Monday, October 24, 2005

SYRUP 

I came out of the cinema the other day - yes, I am a Wallace and Gromit fan from way back and loved the new one, especially now Nick has gone back to his favourite 50s North Country milieu - and went into Ottakar`s for a coffee. I was busy with cappucino, iPod and the Economist when the good -looking man oppiosite leaned forward and said -

"It is you! I knew by the rings!"

Now I must confess that I have a slight thing for jewellery, and consider myself undressed if I don`t clank when I walk...still, it`s not what I would choose to be remembered for. I stared at him. And it all came back.

It was George.

I hadn`t seen him in fifteen years, when he was pushing hard for promotion and I was pushing hard to get out. We both achieved our aim. My attitude to work is well expressed by Oscar Wilde who pointed out that if work was so wonderful the rich would have kept it all for themselves, and Gus Elen who advised people never to look for work but lie in bed and let the work look for them.

George had got promotion - but not as far as expected, and was now stuck in middle management. My eyes kept straying to his head. He still had his hair. What was it.......?

And then I remembered.

I was looking for the toupee.

It had arrived quite suddenly. We had been fooling around with a camera, taking group photos, and suddenly one of the girls told George that his bald spot was shining in the overhead lights. He laughed, but went and found a cap for the pictures, and within a week the rug was in place.

It was a constant strain on all of us. There`s nothing funny about baldness - it`s just a fact of life. But trying to hide it is hilarious. And of course the hairpiece didn`t quite match the rest - in certain lights it was quite red. And it had that restless roaming tendency of all wigs called on to deal with an active lifestyle. I remember not knowing where to look as it slid rakishly sideways during a particularly animated presentation. And the colleague who rushed in to see me and said in great embarrassment:

"Omigod! I just had an argument with George and I told him to keep his hair on!"

Now as George went on enthusiastically about his job, I found myself trying to see round behind him. What was lurking these days on the top of his head?

At last he had to go - pressure of work. And as he got up and turned - wouldn`t you know it - a large lady with a stack of books pushed in front of him. In a moment he had gone.

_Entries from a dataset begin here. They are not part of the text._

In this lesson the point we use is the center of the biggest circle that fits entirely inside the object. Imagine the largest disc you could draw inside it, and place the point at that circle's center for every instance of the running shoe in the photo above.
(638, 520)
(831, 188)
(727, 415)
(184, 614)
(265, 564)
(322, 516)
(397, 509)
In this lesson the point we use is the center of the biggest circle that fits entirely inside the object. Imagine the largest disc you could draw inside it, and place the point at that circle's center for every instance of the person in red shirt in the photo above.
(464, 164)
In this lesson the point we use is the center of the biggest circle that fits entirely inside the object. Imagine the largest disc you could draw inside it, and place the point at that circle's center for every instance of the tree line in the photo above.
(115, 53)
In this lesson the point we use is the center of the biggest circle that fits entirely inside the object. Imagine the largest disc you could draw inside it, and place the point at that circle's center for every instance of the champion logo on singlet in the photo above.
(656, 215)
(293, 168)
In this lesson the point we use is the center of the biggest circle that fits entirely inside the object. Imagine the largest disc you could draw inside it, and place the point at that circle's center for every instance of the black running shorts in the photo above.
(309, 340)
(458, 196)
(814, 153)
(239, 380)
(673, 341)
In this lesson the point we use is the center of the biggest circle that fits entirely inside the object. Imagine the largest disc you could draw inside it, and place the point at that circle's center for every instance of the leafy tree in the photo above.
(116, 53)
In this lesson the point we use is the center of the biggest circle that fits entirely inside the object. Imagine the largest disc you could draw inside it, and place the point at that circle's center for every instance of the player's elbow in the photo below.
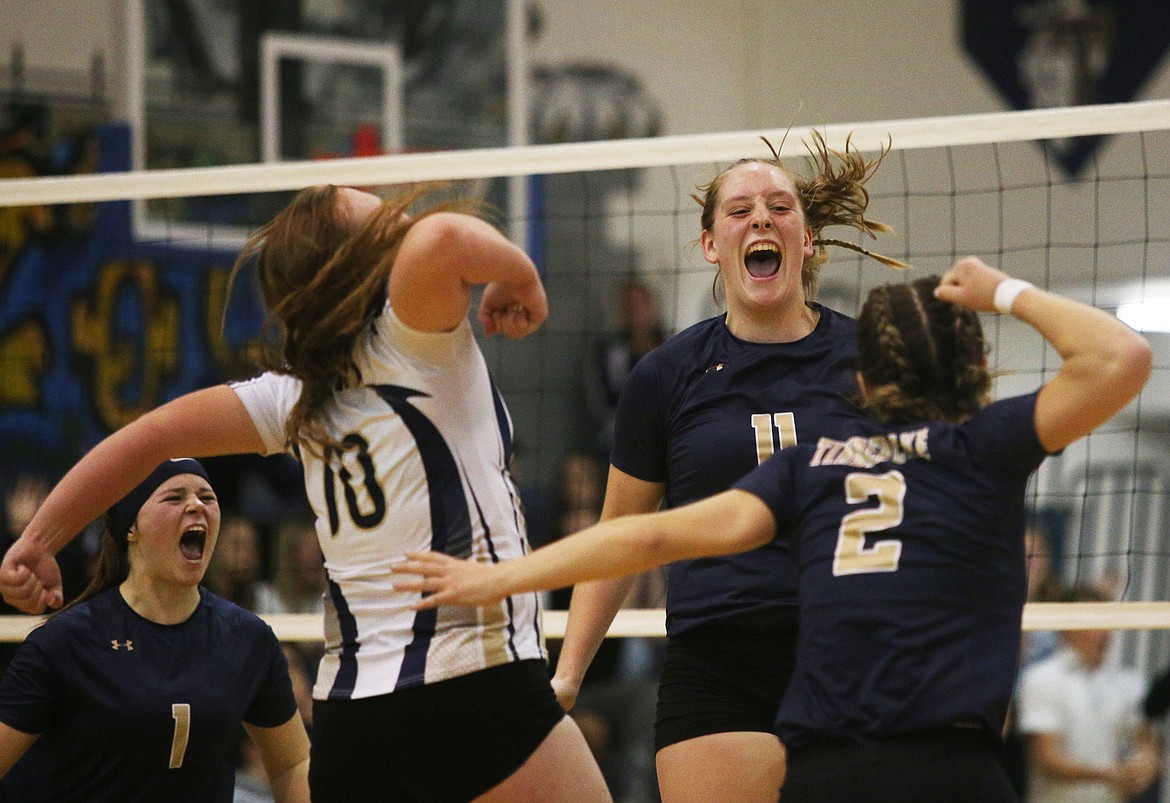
(1129, 365)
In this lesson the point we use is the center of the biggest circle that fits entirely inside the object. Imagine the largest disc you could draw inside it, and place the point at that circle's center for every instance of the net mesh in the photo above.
(115, 288)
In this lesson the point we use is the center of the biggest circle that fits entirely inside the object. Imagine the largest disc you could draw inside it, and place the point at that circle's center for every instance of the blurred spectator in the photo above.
(1082, 718)
(252, 783)
(1036, 645)
(617, 701)
(234, 571)
(300, 584)
(298, 576)
(640, 330)
(538, 501)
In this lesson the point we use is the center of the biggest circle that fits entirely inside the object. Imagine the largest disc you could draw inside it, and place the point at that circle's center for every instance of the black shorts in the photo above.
(452, 740)
(725, 677)
(954, 764)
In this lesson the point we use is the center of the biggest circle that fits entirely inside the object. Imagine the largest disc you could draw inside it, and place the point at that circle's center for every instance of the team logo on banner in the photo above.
(1060, 53)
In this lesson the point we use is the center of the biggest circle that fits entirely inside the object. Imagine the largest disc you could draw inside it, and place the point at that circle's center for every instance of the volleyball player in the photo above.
(909, 535)
(382, 391)
(139, 686)
(696, 414)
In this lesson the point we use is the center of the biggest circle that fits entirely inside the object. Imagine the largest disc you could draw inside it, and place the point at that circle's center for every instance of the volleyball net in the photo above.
(115, 288)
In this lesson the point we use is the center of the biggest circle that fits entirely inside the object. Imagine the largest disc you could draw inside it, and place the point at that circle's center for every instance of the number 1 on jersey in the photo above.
(765, 434)
(180, 712)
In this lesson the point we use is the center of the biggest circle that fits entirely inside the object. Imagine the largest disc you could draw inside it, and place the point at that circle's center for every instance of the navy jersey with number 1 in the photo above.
(909, 544)
(130, 709)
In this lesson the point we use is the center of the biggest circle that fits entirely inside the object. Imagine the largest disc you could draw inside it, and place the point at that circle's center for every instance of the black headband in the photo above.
(122, 515)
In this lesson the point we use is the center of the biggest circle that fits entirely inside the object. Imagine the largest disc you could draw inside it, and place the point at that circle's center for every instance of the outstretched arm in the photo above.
(444, 255)
(596, 603)
(284, 753)
(206, 423)
(733, 521)
(1106, 363)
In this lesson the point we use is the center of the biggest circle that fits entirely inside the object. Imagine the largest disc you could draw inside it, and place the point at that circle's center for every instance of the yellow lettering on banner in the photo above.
(115, 358)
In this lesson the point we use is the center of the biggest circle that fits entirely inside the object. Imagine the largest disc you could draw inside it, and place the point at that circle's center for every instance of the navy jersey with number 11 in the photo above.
(704, 409)
(909, 544)
(130, 709)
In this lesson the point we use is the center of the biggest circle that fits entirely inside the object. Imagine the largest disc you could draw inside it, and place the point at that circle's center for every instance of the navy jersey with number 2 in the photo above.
(909, 544)
(131, 709)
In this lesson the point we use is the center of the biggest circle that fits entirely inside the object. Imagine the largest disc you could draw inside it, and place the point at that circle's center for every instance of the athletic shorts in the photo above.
(451, 740)
(725, 677)
(956, 764)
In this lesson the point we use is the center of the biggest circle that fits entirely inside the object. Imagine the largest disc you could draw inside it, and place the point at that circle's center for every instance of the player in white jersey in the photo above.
(380, 390)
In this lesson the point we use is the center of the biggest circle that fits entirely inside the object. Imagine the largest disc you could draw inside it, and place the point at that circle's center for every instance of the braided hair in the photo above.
(921, 358)
(323, 280)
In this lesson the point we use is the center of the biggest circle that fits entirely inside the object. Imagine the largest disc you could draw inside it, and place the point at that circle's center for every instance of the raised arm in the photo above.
(13, 746)
(1106, 363)
(734, 521)
(201, 424)
(284, 754)
(447, 253)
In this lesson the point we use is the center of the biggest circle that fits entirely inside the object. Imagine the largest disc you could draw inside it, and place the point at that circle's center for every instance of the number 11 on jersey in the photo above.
(766, 426)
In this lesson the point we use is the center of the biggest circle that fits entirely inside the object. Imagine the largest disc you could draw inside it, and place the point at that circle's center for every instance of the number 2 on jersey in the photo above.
(852, 556)
(180, 712)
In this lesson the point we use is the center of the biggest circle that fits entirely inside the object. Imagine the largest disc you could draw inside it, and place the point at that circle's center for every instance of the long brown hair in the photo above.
(833, 196)
(323, 280)
(110, 569)
(921, 358)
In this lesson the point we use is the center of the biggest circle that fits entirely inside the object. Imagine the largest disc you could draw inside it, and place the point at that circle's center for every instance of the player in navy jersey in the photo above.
(139, 686)
(696, 414)
(382, 391)
(909, 540)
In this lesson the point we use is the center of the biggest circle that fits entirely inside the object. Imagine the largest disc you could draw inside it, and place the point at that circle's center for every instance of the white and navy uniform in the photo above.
(130, 709)
(909, 544)
(425, 467)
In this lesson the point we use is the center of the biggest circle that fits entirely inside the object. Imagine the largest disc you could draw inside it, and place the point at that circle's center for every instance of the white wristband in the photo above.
(1006, 292)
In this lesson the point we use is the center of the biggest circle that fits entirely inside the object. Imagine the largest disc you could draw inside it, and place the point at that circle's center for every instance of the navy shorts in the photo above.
(442, 742)
(725, 677)
(956, 764)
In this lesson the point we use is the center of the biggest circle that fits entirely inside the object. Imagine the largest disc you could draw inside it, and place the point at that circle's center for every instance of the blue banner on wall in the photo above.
(97, 328)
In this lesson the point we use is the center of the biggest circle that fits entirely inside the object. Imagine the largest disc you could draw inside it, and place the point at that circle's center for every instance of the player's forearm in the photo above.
(103, 477)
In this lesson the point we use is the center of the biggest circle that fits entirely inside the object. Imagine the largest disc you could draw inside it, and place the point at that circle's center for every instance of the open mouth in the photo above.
(192, 542)
(762, 260)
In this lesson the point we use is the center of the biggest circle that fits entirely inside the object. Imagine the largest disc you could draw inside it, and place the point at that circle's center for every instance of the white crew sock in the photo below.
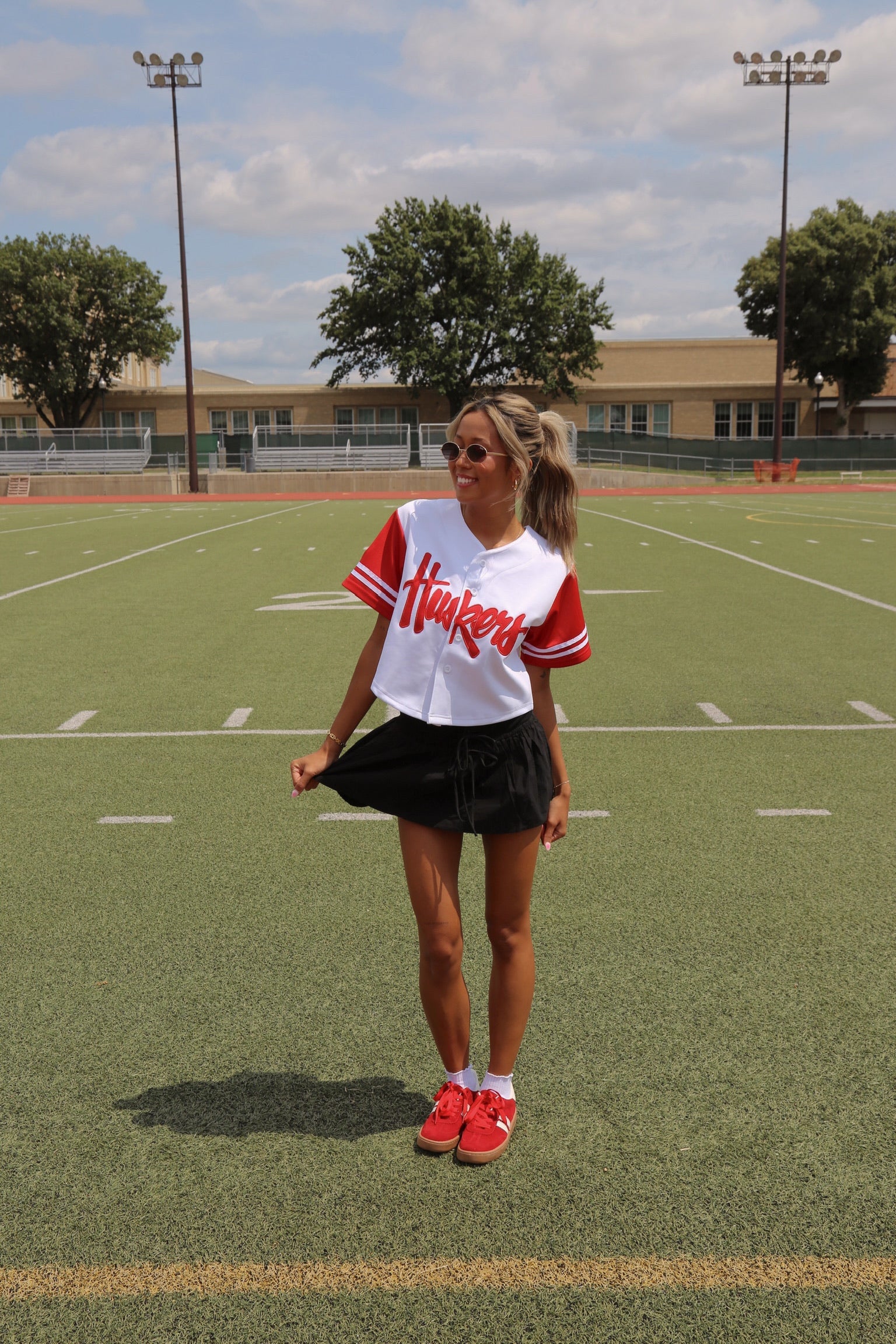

And his secret had gone with him.
Comments:
"And it had that restless roaming tendency of all wigs called on to deal with an active lifestyle." - that sentence gave me such a case of the giggles that I had to leave the office for a few minutes. Serves me right for reading your blog from work! :) Very very funny!
 
Crufts dog show very small chinese gentleman with very large shoulder bag, nearly touching the ground he had a wig and had disloged it with said bag he was unaware of this as he went up and down calling for one of the exhibitors,who on seeing him beat a hasty retreat as she could not keep her face straight.
 
I remember that oriental wig at Crufts, and I remember well what the lady he was looking for said as she dodged him!